The report challenges a November 2009 report by the Independent Petroleum Association of Mountain States (IPAMS) asserting that the Interior Department under Secretary Ken Salazar intends to curtail oil and gas development on public lands.
IPAMS says the environmental group has missed the point of the 2009 report -- that policies enacted now will hurt the West in years to come as it tries to recover.
"Drilling is down because of the economy. I don't think anyone denies that," Kathleen Sgamma, IPAMS's director of government affairs said today. "As the economy recovers, these policies will affect companies two or three years out and slow the recovery of the West."
The report highlighted a number of "irregularities" in the federal onshore natural gas and oil program, including permitting backlogs, failure to issue permits using categorical exclusions, indefinite holds on environmental analyses, reduced lease sales, and deferred and withdrawn leases (Land Letter, Nov. 19, 2009).
The criticism is not confined to IPAMS. American Petroleum Institute President Jack Gerard has also lashed out at the administration's federal lands policy.
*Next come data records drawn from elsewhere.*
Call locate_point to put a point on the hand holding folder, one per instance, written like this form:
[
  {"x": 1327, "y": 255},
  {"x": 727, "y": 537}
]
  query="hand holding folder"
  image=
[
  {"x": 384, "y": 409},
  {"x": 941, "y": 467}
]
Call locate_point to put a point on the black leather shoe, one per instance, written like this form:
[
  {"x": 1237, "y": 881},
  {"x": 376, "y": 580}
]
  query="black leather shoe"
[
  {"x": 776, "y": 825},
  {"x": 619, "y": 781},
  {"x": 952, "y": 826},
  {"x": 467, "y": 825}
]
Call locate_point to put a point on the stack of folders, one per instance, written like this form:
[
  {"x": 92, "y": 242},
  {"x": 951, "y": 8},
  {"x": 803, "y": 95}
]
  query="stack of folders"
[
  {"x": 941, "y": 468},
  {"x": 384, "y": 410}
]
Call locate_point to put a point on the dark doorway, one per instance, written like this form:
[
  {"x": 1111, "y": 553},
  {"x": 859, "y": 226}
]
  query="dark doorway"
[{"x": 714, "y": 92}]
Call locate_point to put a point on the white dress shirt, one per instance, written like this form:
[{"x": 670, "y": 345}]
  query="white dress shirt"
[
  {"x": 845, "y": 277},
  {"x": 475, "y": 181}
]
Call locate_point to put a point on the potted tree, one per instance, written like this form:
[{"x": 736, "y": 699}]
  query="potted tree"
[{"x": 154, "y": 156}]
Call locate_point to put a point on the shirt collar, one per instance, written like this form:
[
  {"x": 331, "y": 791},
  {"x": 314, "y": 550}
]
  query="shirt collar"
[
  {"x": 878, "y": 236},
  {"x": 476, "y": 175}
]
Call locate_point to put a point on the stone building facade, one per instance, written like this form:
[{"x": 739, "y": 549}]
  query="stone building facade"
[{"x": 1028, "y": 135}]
"Reducing acreage leased for oil and natural gas development by 75 percent as occurred in 2009 will not put America on a path of preparing for its real energy future," he said in a January speech at the National Press Club. "Canceling leases, delaying lease sales, delaying environmental studies, holding back the next OCS [outer continental shelf] five-year plan, and adding layers of bureaucracy and new procedures will not ensure Americans have ample supplies of the oil and the natural gas that every projection shows they will be demanding in the near future."
IPAMS's report says that under Salazar, Interior "severely" reduced lease sales in 2009, the first year of the Obama administration. It said the administration has issued 1,934 fewer leases and 1.1 million less acres in the Intermountain West than the Clinton administration did in its first year.
BLM figures show that the George W. Bush administration issued fewer leases -- 3,289 -- than the 4,040 that the Clinton administration did in its first year.
In fiscal 2009, the Obama administration issued 2,072 leases, which was down from 2,416 leases in the last year of the Bush administration. That was down from 3,499 in the previous year, and down from a Bush administration high of 3,985 in fiscal 2006.
"This trend began in 2008 well before the Obama administration took office and instituted reforms to protect wildlife," says the report, written by Michelle Haefele, Dave Alberswerth and Jyhjong Hwang.
The highest number of leases since 1988 were issued in 1988 itself, with 9,324 leases. They have generally trended downward since.
The Wilderness Society report says many companies are focusing their attention on vast "shale gas" discoveries under mostly non-federal land in Texas, Louisiana and the Northeast. It also cites industry executives who say they are scaling back because of the price and the economy.
For example, it notes that Questar Corp. told investors in 2008 that it planned to scale back in 2009.
"We'll drill fewer wells -- Questar E&P will still grow production, but not at the pace of recent years," said company Chairman Keith Rattie in a third-quarter conference call with investors, according to the Wilderness Society report.